Time-series data files for sensors collecting one-dimensional data are described here (i.e., every time-stamped data record refers to a value at a single point in space). This definition may include instruments on mobile platforms such as Wally (a crawler in Barkley Canyon) or the Vertical Profiling System (VPS), for more information see the mobile device page. However, gridded data from instruments like multibeam sonar and echosounders are excluded. For data searches defined by location and data source, (e.g. CTD at Folger Deep), new files will not be made if the device contributing the data is modified, (i.e. if the CTD is swapped for another). For data searches defined by instrument type, (e.g. CTD 10600), if the device is moved (e.g. from MTC to Folger Deep), new files will be made.
Four formats of Time Series Scalar Data are currently offered: CSV (comma-separated variables), JSON (javascript object notation), ODV (Ocean Data View) and MAT (matlab). CSV, JSON and ODV are text format files readable by any text editor or text-reading capable software. MAT format files are readable by Mathworks Matlab. A prototype NetCDF format exists but is not yet offered to all users. NetCDF is also available from our ERDDAP server. User requests for additional formats will be seriously considered (we're always happy to help), please contact us.
Oceans 3.0 API filter: dataProductCode=TSSD
See New Features Release Notes for more updates
Applies to JSON format files only.
This data is available in CSV, JSON, ODV and MAT formats, plus a prototype netCDF format that is only accessible for internal users. Content descriptions and example files are provided below. A new file is started whenever an instrument has new coordinates (lat, lon, depth). See the mobile device page to see how these data products handle data from mobile devices.

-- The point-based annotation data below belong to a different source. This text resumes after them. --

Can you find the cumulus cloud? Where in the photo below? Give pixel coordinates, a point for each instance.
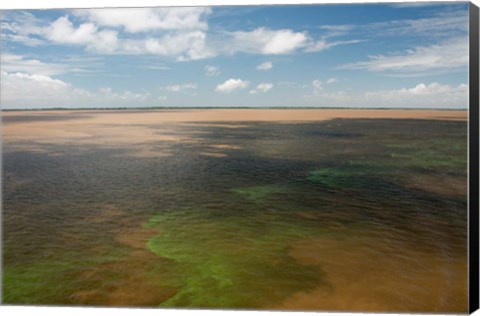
(266, 41)
(45, 91)
(261, 88)
(448, 55)
(19, 63)
(422, 95)
(181, 87)
(211, 71)
(146, 19)
(62, 31)
(231, 85)
(322, 45)
(318, 85)
(265, 66)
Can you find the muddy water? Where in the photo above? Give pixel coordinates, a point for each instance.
(338, 214)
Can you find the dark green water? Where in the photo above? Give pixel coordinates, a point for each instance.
(362, 215)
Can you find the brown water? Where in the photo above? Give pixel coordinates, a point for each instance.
(297, 212)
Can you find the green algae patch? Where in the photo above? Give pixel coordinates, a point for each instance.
(55, 280)
(437, 153)
(233, 262)
(260, 193)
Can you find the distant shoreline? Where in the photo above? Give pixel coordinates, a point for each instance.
(227, 108)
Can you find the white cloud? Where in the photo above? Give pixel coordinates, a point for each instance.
(63, 31)
(211, 71)
(22, 27)
(18, 63)
(266, 41)
(45, 91)
(422, 95)
(182, 46)
(232, 85)
(134, 20)
(181, 87)
(265, 66)
(322, 45)
(447, 55)
(261, 88)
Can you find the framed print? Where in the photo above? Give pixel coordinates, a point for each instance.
(289, 157)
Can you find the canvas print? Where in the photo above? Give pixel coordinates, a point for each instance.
(300, 157)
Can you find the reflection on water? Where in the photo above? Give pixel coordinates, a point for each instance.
(357, 215)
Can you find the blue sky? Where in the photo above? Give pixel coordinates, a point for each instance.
(354, 55)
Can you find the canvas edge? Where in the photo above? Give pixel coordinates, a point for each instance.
(474, 160)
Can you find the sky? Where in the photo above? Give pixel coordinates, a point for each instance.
(408, 55)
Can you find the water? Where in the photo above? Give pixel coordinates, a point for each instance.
(346, 214)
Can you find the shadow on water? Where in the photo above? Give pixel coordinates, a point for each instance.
(262, 215)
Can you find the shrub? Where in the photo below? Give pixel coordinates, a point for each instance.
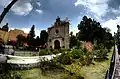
(63, 50)
(56, 51)
(65, 58)
(76, 53)
(101, 54)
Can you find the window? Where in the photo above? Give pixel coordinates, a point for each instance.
(57, 31)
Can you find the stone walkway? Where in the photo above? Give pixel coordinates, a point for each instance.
(117, 71)
(117, 66)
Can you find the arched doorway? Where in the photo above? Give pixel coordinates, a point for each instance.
(56, 44)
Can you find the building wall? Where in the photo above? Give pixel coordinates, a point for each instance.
(63, 34)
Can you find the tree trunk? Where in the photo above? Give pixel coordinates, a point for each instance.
(6, 10)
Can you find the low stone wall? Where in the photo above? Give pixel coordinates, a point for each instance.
(22, 66)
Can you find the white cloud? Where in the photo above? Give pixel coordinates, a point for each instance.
(4, 3)
(115, 11)
(38, 3)
(39, 11)
(21, 7)
(112, 24)
(97, 7)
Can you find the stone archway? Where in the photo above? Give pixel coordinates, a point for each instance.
(56, 44)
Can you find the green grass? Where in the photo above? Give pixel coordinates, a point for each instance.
(97, 71)
(25, 55)
(36, 74)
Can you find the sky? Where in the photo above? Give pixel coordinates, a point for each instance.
(43, 13)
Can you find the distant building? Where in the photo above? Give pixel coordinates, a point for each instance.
(58, 34)
(11, 35)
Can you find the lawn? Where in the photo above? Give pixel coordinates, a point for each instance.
(36, 74)
(26, 54)
(97, 71)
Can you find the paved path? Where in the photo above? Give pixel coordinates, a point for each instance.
(28, 60)
(116, 72)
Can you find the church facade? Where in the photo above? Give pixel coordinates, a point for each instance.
(58, 34)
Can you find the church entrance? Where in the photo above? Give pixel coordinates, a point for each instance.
(56, 44)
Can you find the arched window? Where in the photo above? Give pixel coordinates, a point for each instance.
(57, 31)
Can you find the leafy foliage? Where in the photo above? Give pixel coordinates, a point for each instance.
(65, 58)
(91, 30)
(56, 51)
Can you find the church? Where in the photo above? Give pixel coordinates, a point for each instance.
(58, 34)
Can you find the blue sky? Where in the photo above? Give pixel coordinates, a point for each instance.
(42, 13)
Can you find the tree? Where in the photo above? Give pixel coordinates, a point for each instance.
(7, 9)
(5, 27)
(91, 30)
(43, 37)
(31, 36)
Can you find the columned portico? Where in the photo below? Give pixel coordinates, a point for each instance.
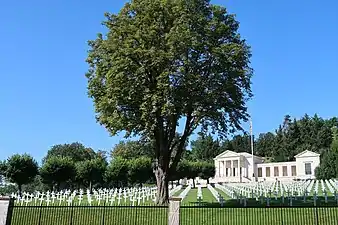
(239, 167)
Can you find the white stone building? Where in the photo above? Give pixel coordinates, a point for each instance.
(242, 167)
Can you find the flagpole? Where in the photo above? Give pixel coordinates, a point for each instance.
(252, 148)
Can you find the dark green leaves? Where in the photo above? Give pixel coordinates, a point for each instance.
(20, 169)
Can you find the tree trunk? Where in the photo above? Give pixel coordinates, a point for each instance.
(20, 189)
(162, 196)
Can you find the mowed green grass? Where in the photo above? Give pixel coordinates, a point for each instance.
(189, 215)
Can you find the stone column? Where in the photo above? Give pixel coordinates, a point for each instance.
(174, 211)
(5, 214)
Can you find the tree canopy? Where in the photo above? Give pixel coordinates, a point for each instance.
(162, 62)
(58, 172)
(75, 151)
(205, 148)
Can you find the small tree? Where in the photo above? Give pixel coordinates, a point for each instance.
(20, 169)
(328, 167)
(76, 151)
(91, 172)
(58, 170)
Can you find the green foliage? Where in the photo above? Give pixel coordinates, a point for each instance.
(294, 136)
(75, 151)
(20, 169)
(328, 167)
(265, 144)
(57, 171)
(205, 148)
(140, 170)
(117, 172)
(91, 172)
(163, 61)
(132, 149)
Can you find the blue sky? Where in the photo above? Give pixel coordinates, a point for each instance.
(43, 98)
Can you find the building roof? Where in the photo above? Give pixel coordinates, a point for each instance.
(229, 153)
(307, 153)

CSV-formatted data files can be opened with Microsoft Excel, Ocean Data View, R, SPSS, Minitab, Matlab, text editors or any other software capable of reading delimited text files. Each file is limited to a maximum of 1 million records.
Files are divided into sections for metadata and data. All non-data entries are preceded by the pound sign (#). Sub-sections are delimited by dashed-lines. Each section and its contents are described here, and a sample can be found below.
Origin Section
Location Section
Device Section
Data Section
EXAMPLE FILE: CambridgeBay_UnderwaterNetwork_ConductivityTemperatureDepth_20180701T000000Z_20180701T005958Z-NaN_clean.csv
Oceans 3.0 API filter: extension=csv
When the 'Fill data gaps with NaNs (Not A Number)' is selected, the time series scalar data products add lines of NaNs for missing samples or empty resample periods to fill the gap in the data, as described in the data gaps section.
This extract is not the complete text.